第130話アレルギーがあると分かっている友達にアレルギー物質を摂取させた女子高生達に反抗してみた1

 バイト先のスーパーの更衣室に入ると、ドヤ顔をした経営者の息子、高平一樹が立っていた。


「待ってたぜ、菅谷」


「なんだ、お前」


 待っていたと言われて鳥肌が立った。ドヤ顔もドヤ顔である。


「ふふふ、聞けよ。あのじーさんが今度はメイドカフェに行きたいとか言い出しやがったんだ! つまり、未成年のお前も参加できる。行くぞ、三人で!」


 奏介は呆れ顔である。


「……楽しそうだな。良いから二人で行ってこい」


「冷めすぎだろっ、元々はお前があのじーさんの遊びに付き合うとか言い出したんだろ?」


「経営者の息子なんだからお前が代表で良いだろ。そのメンバーでメイドカフェとか絵面がヤバいし」


「いや、菅谷ってメチャメチャオタっぽいから自然な形で」


 奏介はすっと目を細める。


「どうしてもパパに怒られたいらしいな」


「ひいっ」


 一樹が後ろの壁まで後退る。


「じ、地雷そこかよ。こんわいってのっ!」


 奏介はため息を吐いた。


「おじいさん、俺にも来て欲しいって言ってるのか?」


「え、ああ、ちらっとそんな感じのこと言ってたぜ?」


 奏介は顎に手を当てながら思考してから、


「考えとく」


「お、おう」


 高平が出て行ってから、奏介は着替えを済ませ、フロアへと入った。


「おはようございます」


「菅谷君、おはよー。さっそくだけど品出ししてくれる? 飲み物コーナーなんだけど、あたし新作ドリンクの試飲配る係なのよね」


 パートの女性、小川に言われ頷く。


「わかりました」


「レジはさっき高平さんが入ったから。それにしてもあの人、ちょっと真面目になったわよね。なんか菅谷君と仲良くなってからじゃない?」


「仲良くはなってないですよ。でも……あまりに不真面目だったのできつめに注意したのが効いたんでしょうね」


 笑って見せると、小川は感心したようだった。


 奏介は台車に300mlのペットボトルが入った段ボールと共に飲み物売り場へ。残っている商品を一度出し、賞味期限が短い物を前へ並べる。

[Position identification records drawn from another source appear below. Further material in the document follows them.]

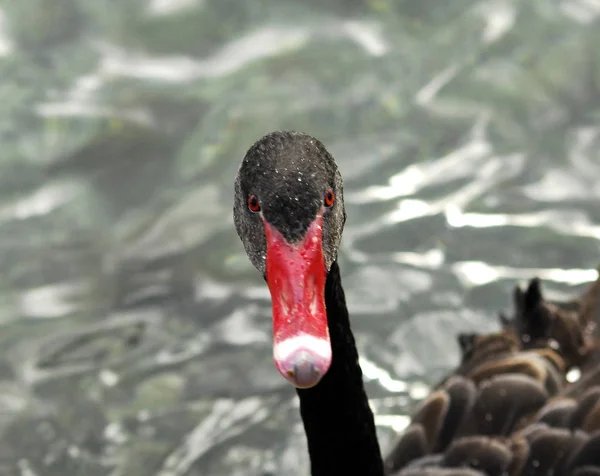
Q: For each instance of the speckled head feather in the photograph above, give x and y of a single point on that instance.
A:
(289, 172)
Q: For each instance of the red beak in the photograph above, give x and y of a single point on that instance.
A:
(296, 279)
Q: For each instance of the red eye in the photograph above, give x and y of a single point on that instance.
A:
(329, 198)
(253, 203)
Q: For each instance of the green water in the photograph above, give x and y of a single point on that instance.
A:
(135, 335)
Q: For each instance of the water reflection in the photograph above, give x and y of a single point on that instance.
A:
(135, 333)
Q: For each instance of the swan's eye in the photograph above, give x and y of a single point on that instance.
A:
(253, 203)
(329, 198)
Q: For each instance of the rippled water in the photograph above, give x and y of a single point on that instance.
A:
(135, 336)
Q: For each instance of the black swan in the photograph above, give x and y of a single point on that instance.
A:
(508, 409)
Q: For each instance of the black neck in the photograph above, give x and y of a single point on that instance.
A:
(338, 421)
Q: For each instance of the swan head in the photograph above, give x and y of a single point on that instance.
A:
(289, 213)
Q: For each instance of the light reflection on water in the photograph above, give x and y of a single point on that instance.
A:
(136, 336)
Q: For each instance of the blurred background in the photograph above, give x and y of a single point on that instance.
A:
(135, 337)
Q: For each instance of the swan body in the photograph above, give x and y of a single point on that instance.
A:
(508, 409)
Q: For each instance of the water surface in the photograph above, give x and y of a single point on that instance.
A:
(135, 335)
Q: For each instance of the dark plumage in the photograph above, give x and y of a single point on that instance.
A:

 ふと、近くを歩く女子高生達の会話が耳に入ってきた。


「ねぇ、ほんっとに猪原ムカつくんだけど」


「結構前からの約束だったのにねー」


 誰かの不満を言い合っているようだ。そういう話題は耳に入りやすいのだろう。


 小川が透明なヨーグルトドリンクの試飲をしているエリアへ向かう。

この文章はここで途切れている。